Evaluation of the training and revision of the training manual
High training participation rates were achieved (91% to 100%) at all four consecutive Saturday training sessions and the training received positive feedback from participants. Sixty-five (97%) participants completed the post-training assessment, including 38 nurses, 16 laboratory technicians, 7 physicians and 4 district supervisors. The mean test score increased from 72% pre-training to 87% post-training (p < 0.001). There was no statistically significant difference in post-training score by type of HCW (p = 0.19), with a mean post-training score of 87% for nurses, 86% for laboratory technicians, 89% for physicians and 92% for district supervisors. The mean post-training scores of clinic's HCWs were significantly correlated with the clinic's HIV testing acceptance rate (Fig. ).
Correlation between mean post-training scores and HIV testing acceptance rate (first 3 months of implementation of HIV activities for TB patients) at 14 primary health care clinics in Kinshasa, DRC.

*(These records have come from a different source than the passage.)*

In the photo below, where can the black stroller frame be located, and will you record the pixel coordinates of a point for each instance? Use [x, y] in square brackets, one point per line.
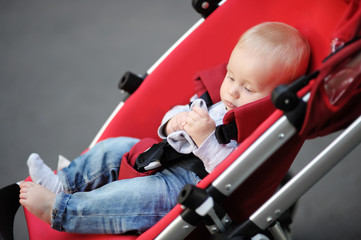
[267, 215]
[199, 204]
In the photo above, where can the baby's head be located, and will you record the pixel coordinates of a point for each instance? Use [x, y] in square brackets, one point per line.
[266, 56]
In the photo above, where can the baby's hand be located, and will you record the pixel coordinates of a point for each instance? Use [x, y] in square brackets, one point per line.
[176, 123]
[199, 125]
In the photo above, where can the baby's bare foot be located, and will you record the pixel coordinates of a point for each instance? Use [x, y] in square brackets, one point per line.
[37, 199]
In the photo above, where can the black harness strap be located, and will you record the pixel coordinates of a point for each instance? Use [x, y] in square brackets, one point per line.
[167, 156]
[226, 132]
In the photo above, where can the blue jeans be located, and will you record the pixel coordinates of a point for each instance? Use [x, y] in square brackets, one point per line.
[95, 201]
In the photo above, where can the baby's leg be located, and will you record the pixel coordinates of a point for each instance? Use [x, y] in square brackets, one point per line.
[121, 206]
[37, 199]
[41, 174]
[9, 204]
[97, 167]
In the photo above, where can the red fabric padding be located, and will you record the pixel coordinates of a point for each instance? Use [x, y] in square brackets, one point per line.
[128, 160]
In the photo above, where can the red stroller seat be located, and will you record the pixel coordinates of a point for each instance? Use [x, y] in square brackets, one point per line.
[315, 19]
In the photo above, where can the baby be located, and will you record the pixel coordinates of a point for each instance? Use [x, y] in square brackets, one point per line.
[87, 197]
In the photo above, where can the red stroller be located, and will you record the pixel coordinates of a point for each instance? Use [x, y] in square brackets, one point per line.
[335, 91]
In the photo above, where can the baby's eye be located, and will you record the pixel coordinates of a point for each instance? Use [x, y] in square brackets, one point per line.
[230, 77]
[247, 89]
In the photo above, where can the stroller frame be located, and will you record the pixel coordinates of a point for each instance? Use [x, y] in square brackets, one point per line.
[267, 215]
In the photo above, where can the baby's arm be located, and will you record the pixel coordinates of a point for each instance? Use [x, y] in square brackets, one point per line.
[199, 125]
[176, 123]
[162, 130]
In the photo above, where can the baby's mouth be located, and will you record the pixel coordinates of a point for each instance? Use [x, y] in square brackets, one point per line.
[230, 105]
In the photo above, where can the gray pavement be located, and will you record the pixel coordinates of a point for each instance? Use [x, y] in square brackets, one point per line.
[60, 62]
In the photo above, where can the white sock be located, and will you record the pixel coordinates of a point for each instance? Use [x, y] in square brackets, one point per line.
[43, 175]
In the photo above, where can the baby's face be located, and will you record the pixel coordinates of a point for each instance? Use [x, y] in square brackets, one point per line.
[249, 78]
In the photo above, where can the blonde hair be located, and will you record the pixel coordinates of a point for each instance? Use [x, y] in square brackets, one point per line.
[283, 43]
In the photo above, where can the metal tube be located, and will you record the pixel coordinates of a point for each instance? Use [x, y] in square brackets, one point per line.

Post-training, HCWs demonstrated significantly increased and adequate knowledge of HIV transmission routes, HIV counseling and testing principles, natural history of HIV, link between TB and HIV, meaning of CD4 counts, CPT and management of OIs, patients' rights and the importance of confidentiality (Fig ). The only topics for which the proportion of correct answers remained below 80% were related to HIV epidemiology and PEP. One third of participants continued to have difficulties in estimating the burden of HIV and TB/HIV co-infection in the DRC and sub-Saharan Africa. Only 43 (66%) participants answered the PEP questions correctly.

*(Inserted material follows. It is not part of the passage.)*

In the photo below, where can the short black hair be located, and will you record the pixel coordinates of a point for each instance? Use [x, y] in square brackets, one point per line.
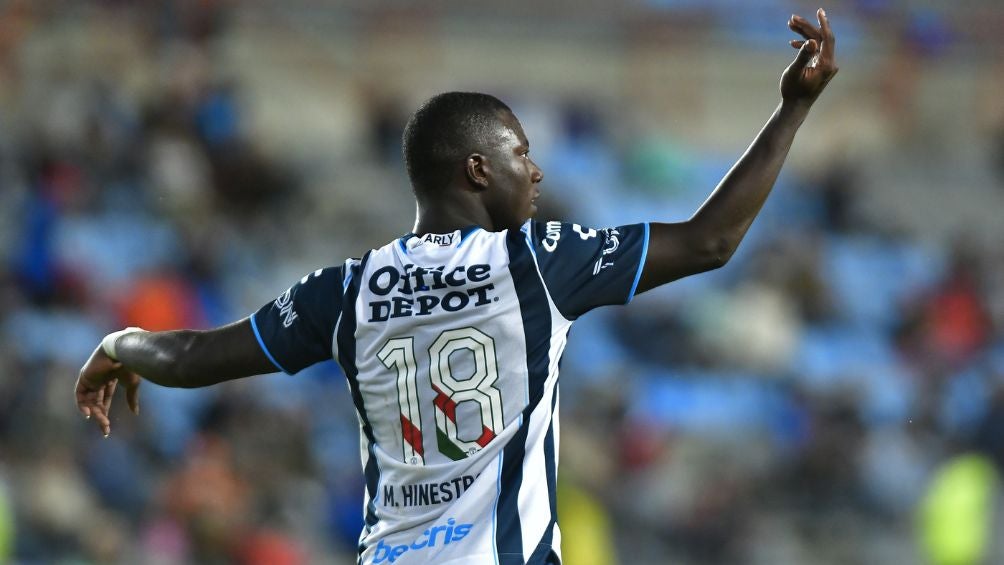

Results of pre- and post-training assessments and observations made during the training guided the revision of the initial training manual. Topics that raised confusion or remained insufficiently understood were revised and more time was allocated to these topics in the revised modules. The revised modules were approved by the DRC National TB Program and used in roll-out of provider initiated HIV counseling and testing for TB patients in the DRC.